University Student Senate (USS) has also played a role in monitoring the course’s implementation and gauging student interest and feedback, according to Sal De Rienzo ’22, USS vice president, and Zoë Welsh ’22, USS secretary for Academic Affairs.
Welsh said it’s important to educate the student body by offering a course that provides information about racial-literacy, inequality and diverse perspectives.
“These are the tools and information that you need to engage with others in general, to engage in communities of difference, and be able to become leaders,” Welsh said.
Lisa Lam ’25, who is currently registered in INT 151, said there are definitely challenges that come with being in the course, especially for students of color.
“Our class is already being taught by a white person and a lot of our classes, because it’s a PWI [predominantly white institution], are filled with white people,” Lam said. “On a typical class day, you have to be ready for some uncomfortability, whether it’s someone said something in the class that isn’t okay and nothing is done from that, or the topic is uncomfortable for some people to talk about.”
Despite those challenges, Lam said the course is still something the university should provide for students given the demographics of the university.
“It forces students to have exposure and awareness about topics within our society that are significantly necessary to be talked about, to be known about and to be educated about,” Lam said. “We’re the next generation to make change, and we have to know what needs to be changed in order to change it.”
Mary Kate Fazzino ’25, who is also currently enrolled in INT 151, said it’s important to have a course that discusses issues of racism and inequality like INT 151, especially at a predominantly white institution like St. Joe’s.
“I think it’s really good that we’re talking about it. And it’s heavy, but I feel grateful that we’re able to have these conversations,” Fazzino said.
Yates said the course is important because it exposes students to issues of institutional racism and how to be actively anti-racist.
“The line isn’t between racist and not racist. The line is between racist and anti-racist,” Yates said. “Hopefully we give students the practices and the tools that, if they choose to, they can use in order to be a part of anti-racist actions.”
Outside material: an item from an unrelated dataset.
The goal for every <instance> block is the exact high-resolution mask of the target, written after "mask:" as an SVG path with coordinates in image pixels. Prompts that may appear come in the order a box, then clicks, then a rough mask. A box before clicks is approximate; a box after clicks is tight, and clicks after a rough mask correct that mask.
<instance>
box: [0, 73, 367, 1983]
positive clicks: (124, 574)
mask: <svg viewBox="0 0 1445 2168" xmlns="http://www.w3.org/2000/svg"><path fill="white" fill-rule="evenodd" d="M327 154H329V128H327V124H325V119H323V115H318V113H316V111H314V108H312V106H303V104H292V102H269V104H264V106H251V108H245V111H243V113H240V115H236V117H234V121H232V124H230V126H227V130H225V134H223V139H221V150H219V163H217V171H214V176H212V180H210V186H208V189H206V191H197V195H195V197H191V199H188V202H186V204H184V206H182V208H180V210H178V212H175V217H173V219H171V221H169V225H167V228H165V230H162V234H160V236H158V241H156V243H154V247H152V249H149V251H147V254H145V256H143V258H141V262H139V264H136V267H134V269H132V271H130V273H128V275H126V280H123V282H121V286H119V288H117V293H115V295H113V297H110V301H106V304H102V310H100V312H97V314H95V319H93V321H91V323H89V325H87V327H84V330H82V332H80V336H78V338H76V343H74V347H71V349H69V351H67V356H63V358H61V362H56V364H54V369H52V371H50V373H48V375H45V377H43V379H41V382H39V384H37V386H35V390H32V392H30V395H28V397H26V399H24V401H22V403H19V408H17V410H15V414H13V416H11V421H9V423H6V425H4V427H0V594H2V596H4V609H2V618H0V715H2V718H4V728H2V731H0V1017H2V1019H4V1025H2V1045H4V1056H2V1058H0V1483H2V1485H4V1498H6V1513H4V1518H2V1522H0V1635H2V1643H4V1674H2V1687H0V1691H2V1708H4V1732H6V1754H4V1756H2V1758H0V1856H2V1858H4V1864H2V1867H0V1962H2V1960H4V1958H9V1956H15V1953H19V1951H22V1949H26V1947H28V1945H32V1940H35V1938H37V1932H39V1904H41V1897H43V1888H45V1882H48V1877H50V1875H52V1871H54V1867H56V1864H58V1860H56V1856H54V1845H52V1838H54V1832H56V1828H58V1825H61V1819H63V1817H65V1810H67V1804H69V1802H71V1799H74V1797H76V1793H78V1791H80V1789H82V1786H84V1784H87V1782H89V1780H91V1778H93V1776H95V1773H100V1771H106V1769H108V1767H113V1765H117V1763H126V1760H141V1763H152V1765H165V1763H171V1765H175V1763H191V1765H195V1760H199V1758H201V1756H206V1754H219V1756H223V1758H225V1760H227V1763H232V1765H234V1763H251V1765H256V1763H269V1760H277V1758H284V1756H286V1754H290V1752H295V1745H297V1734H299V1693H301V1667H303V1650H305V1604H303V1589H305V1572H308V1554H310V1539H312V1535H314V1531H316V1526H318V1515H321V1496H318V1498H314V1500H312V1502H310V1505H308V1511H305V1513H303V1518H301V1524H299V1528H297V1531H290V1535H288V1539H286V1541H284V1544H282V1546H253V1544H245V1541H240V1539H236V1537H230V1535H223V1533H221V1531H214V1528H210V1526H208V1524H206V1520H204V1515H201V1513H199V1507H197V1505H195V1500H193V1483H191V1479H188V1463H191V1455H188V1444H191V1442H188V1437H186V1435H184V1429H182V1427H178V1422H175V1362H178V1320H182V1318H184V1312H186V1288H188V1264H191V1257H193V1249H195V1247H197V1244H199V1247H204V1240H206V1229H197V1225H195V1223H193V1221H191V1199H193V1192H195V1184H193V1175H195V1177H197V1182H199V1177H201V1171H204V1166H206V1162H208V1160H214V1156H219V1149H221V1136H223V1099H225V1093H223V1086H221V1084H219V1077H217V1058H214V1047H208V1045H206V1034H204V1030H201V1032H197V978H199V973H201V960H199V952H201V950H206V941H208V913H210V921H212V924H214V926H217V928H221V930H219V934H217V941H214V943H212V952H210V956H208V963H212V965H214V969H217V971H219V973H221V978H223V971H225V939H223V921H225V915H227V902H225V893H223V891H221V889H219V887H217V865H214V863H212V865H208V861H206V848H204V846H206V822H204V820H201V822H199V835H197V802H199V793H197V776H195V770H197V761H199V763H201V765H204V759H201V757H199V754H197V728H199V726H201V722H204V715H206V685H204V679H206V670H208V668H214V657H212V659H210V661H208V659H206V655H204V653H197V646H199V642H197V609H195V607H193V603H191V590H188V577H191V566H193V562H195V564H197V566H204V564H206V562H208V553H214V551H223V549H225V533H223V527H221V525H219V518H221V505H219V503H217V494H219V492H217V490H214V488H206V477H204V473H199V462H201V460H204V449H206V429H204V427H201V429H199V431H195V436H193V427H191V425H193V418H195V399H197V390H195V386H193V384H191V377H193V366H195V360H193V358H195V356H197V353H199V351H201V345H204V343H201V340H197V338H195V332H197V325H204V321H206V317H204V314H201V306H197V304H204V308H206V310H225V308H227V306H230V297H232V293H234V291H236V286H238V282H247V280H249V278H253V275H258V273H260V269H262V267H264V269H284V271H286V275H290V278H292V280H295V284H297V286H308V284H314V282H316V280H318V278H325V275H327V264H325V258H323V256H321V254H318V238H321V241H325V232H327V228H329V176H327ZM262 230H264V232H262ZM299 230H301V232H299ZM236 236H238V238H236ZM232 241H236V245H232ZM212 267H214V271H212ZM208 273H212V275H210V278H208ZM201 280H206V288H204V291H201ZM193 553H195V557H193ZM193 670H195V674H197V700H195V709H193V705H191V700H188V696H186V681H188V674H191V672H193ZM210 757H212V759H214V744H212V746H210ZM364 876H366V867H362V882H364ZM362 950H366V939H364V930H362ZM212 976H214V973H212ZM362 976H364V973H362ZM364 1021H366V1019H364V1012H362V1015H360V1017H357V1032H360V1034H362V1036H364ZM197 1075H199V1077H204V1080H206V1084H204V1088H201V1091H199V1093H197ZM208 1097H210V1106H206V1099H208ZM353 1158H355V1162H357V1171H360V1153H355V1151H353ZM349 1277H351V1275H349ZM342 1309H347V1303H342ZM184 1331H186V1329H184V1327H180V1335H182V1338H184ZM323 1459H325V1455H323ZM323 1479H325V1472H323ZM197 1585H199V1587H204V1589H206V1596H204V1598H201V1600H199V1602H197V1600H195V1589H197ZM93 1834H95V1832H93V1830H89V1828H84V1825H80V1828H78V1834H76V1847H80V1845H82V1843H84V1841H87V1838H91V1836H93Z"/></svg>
Lockridge said finding enrollment support is a challenge given that first-year students who have not yet taken the course are not signing up at the same rate as the last semester, or they may just not know that they are expected to enroll.
“Much of what is happening to fill these seats is happening by the five or six people who are currently teaching it,” Lockridge said.“It’s all grassroots.”
Joseph A. DiAngelo ’70, Ed.D., dean of the Erivan K. Haub School of Business, and James Carter, Ph.D., interim dean of the College of Arts and Sciences, both sent emails to first-year students in their respective schools on Nov. 29 “asking and encouraging” students to enroll in the course.
Other student organizations on campus have also been spreading the word to students encouraging them to enroll in the course. The Black Student Union (BSU) and Women’s Leadership Initiative (WLI) have utilized their newsletters and social media to promote the course.
Lockridge said the university needs to put the effort into creating the diversity community that it seeks and that INT 151 looks to create.
“St. Joe’s is interested in having a diverse community but doesn’t recognize what it takes to have that,” Lockridge said. “This is what structural racism looks like.”
INT 151 is currently open for registration for all St. Joe’s students. The course can be under the Self-Service Course Registration link in The Nest and is categorized under Interdisciplinary courses.